Running into a similar issue where val_loss in the sweep configuration is not recognized. I see val_loss reported in each run but not the parallel coordinates in the sweep (just shows up as null):

def main():
    logging.basicConfig(level=logging.DEBUG)
    run = wandb.init(project=project_name)
    batch_size = wandb.config['batch_size']

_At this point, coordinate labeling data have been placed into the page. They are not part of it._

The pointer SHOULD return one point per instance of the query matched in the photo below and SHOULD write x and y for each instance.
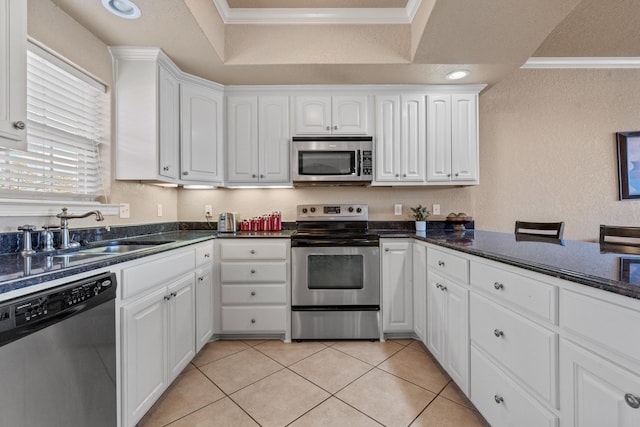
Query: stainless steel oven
(335, 274)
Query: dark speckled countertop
(572, 260)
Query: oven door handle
(334, 242)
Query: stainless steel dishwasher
(58, 356)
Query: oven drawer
(254, 319)
(254, 272)
(254, 294)
(248, 249)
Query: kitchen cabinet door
(274, 139)
(13, 74)
(204, 306)
(201, 129)
(144, 368)
(242, 135)
(397, 295)
(419, 262)
(596, 392)
(181, 325)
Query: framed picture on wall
(629, 164)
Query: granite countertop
(572, 260)
(17, 271)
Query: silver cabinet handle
(633, 401)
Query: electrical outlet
(124, 210)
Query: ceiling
(365, 41)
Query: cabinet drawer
(204, 253)
(253, 272)
(156, 272)
(257, 294)
(501, 401)
(517, 344)
(451, 265)
(247, 249)
(254, 319)
(523, 292)
(610, 325)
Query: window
(67, 121)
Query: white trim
(583, 62)
(28, 207)
(317, 15)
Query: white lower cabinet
(596, 392)
(448, 327)
(158, 343)
(397, 293)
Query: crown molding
(582, 62)
(317, 15)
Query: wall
(49, 25)
(548, 150)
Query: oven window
(326, 162)
(335, 271)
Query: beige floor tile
(334, 412)
(240, 370)
(330, 369)
(217, 350)
(288, 354)
(445, 413)
(190, 391)
(418, 368)
(452, 392)
(279, 399)
(370, 352)
(389, 400)
(223, 413)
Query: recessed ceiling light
(122, 8)
(457, 75)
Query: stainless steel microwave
(332, 160)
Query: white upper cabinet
(452, 138)
(201, 131)
(13, 74)
(258, 139)
(400, 139)
(325, 115)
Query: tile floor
(342, 383)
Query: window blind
(67, 120)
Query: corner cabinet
(397, 292)
(326, 115)
(258, 140)
(452, 138)
(400, 142)
(13, 74)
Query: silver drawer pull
(633, 401)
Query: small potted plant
(420, 215)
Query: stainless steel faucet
(64, 226)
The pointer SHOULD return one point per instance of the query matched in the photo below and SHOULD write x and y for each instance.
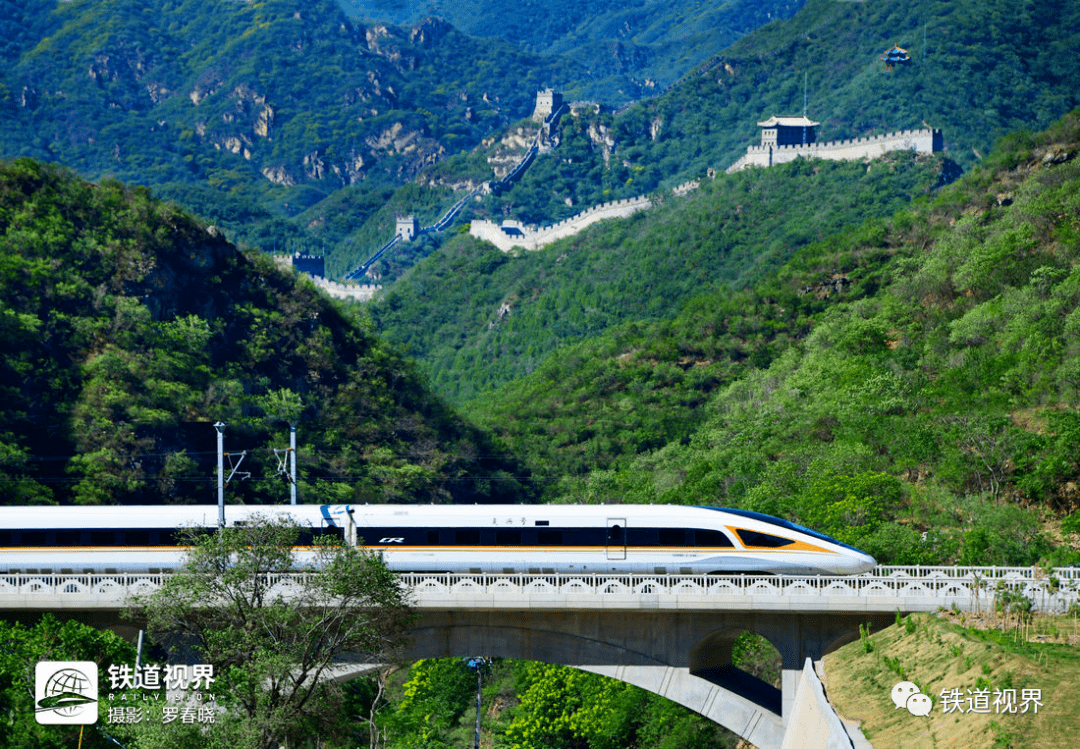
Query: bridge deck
(906, 589)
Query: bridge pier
(683, 655)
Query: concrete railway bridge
(672, 635)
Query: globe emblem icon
(66, 693)
(65, 683)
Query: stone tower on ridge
(548, 100)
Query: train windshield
(782, 523)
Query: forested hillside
(293, 127)
(474, 317)
(252, 112)
(127, 329)
(630, 49)
(908, 386)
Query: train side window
(761, 540)
(550, 538)
(711, 538)
(672, 536)
(139, 538)
(508, 538)
(467, 538)
(103, 539)
(32, 539)
(68, 538)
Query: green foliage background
(907, 386)
(129, 329)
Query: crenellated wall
(353, 291)
(511, 234)
(926, 140)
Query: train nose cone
(863, 562)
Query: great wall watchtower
(549, 100)
(408, 228)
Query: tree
(274, 629)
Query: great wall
(783, 140)
(511, 233)
(926, 140)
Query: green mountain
(129, 329)
(630, 49)
(474, 317)
(908, 385)
(281, 101)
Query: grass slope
(937, 654)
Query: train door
(617, 539)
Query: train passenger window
(764, 540)
(68, 538)
(467, 538)
(550, 538)
(139, 538)
(672, 536)
(34, 539)
(508, 538)
(103, 539)
(710, 538)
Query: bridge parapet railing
(948, 585)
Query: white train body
(477, 539)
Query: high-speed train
(477, 539)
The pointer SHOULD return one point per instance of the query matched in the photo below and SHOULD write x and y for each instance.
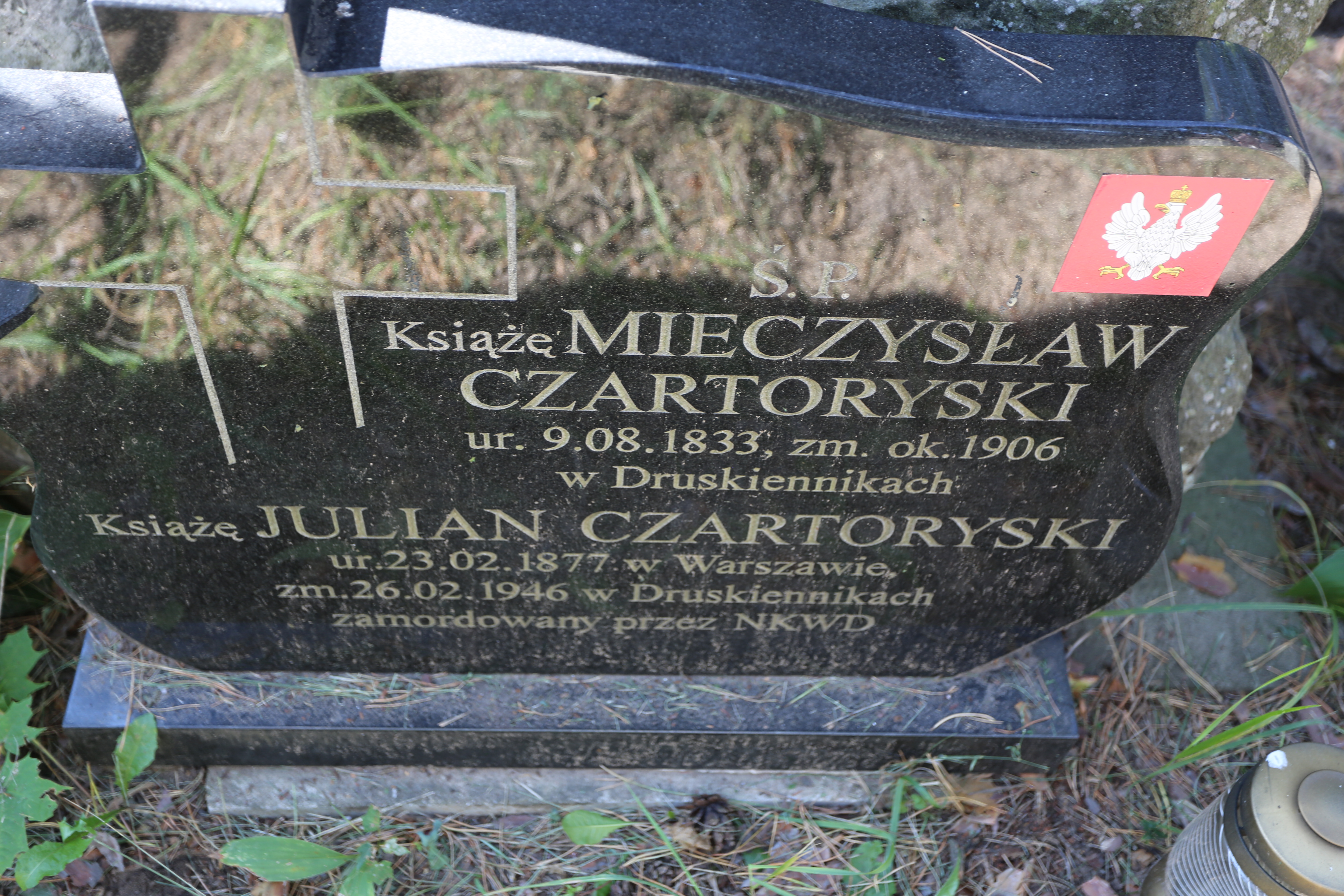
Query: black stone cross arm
(726, 338)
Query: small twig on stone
(995, 49)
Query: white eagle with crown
(1146, 250)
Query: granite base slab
(1017, 714)
(322, 791)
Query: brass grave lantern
(1279, 832)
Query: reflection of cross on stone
(189, 320)
(342, 295)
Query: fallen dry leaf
(1097, 887)
(974, 794)
(83, 874)
(685, 835)
(1011, 883)
(1204, 574)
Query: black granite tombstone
(732, 338)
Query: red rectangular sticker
(1159, 236)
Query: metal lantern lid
(1288, 828)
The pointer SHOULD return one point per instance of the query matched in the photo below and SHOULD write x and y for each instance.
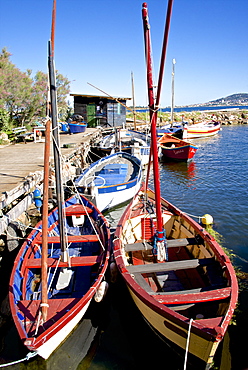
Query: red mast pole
(153, 109)
(153, 117)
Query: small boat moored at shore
(201, 129)
(178, 276)
(175, 149)
(111, 180)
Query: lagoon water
(215, 182)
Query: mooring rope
(29, 355)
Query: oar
(44, 298)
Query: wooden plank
(70, 238)
(77, 210)
(143, 283)
(173, 243)
(138, 247)
(193, 296)
(52, 262)
(169, 266)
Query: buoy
(101, 291)
(207, 219)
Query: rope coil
(29, 355)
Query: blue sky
(101, 42)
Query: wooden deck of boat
(19, 160)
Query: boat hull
(77, 128)
(200, 130)
(129, 141)
(71, 285)
(184, 153)
(111, 191)
(176, 149)
(170, 308)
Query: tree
(24, 97)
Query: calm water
(215, 182)
(190, 109)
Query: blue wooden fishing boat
(62, 264)
(111, 180)
(77, 127)
(178, 276)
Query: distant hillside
(234, 99)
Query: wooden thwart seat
(169, 266)
(52, 262)
(170, 244)
(70, 238)
(193, 296)
(184, 296)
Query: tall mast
(154, 106)
(56, 142)
(134, 110)
(172, 91)
(44, 297)
(153, 116)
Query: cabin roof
(101, 96)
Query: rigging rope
(187, 345)
(29, 355)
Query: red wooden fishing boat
(178, 276)
(176, 149)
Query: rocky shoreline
(225, 117)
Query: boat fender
(113, 272)
(77, 220)
(101, 291)
(37, 198)
(207, 219)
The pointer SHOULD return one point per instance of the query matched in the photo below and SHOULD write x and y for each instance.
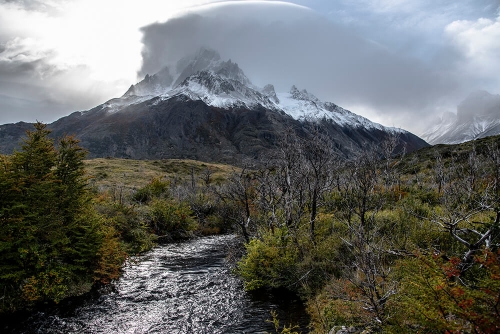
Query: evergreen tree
(52, 242)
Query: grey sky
(398, 62)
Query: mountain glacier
(206, 108)
(223, 84)
(478, 116)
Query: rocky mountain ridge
(478, 116)
(206, 108)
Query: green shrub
(270, 262)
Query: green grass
(134, 174)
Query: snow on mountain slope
(223, 84)
(477, 116)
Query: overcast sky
(398, 62)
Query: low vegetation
(67, 224)
(383, 242)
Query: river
(184, 287)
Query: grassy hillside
(107, 173)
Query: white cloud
(479, 42)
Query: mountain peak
(302, 95)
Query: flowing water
(176, 288)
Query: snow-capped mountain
(223, 84)
(206, 108)
(478, 116)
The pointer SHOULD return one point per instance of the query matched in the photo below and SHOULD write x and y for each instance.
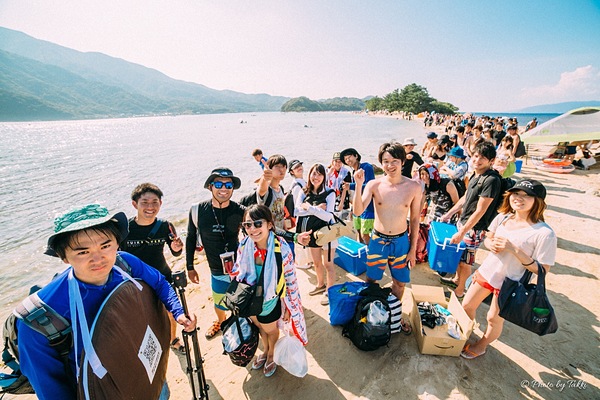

    shuffle_buffer = wandb.config['shuffle_buffer']
    with tf.device('/CPU:0'):
        train_ds = tf.data.Dataset.from_generator(
            lambda: data_generator(train_input, train_target),
                                output_signature=(tf.TensorSpec(shape=(175), dtype=tf.float32),
                                                    tf.TensorSpec(shape=(55), dtype=tf.float32))).shuffle(buffer_size=shuffle_buffer).batch(batch_size)
    train_ds = train_ds.prefetch(tf.data.AUTOTUNE)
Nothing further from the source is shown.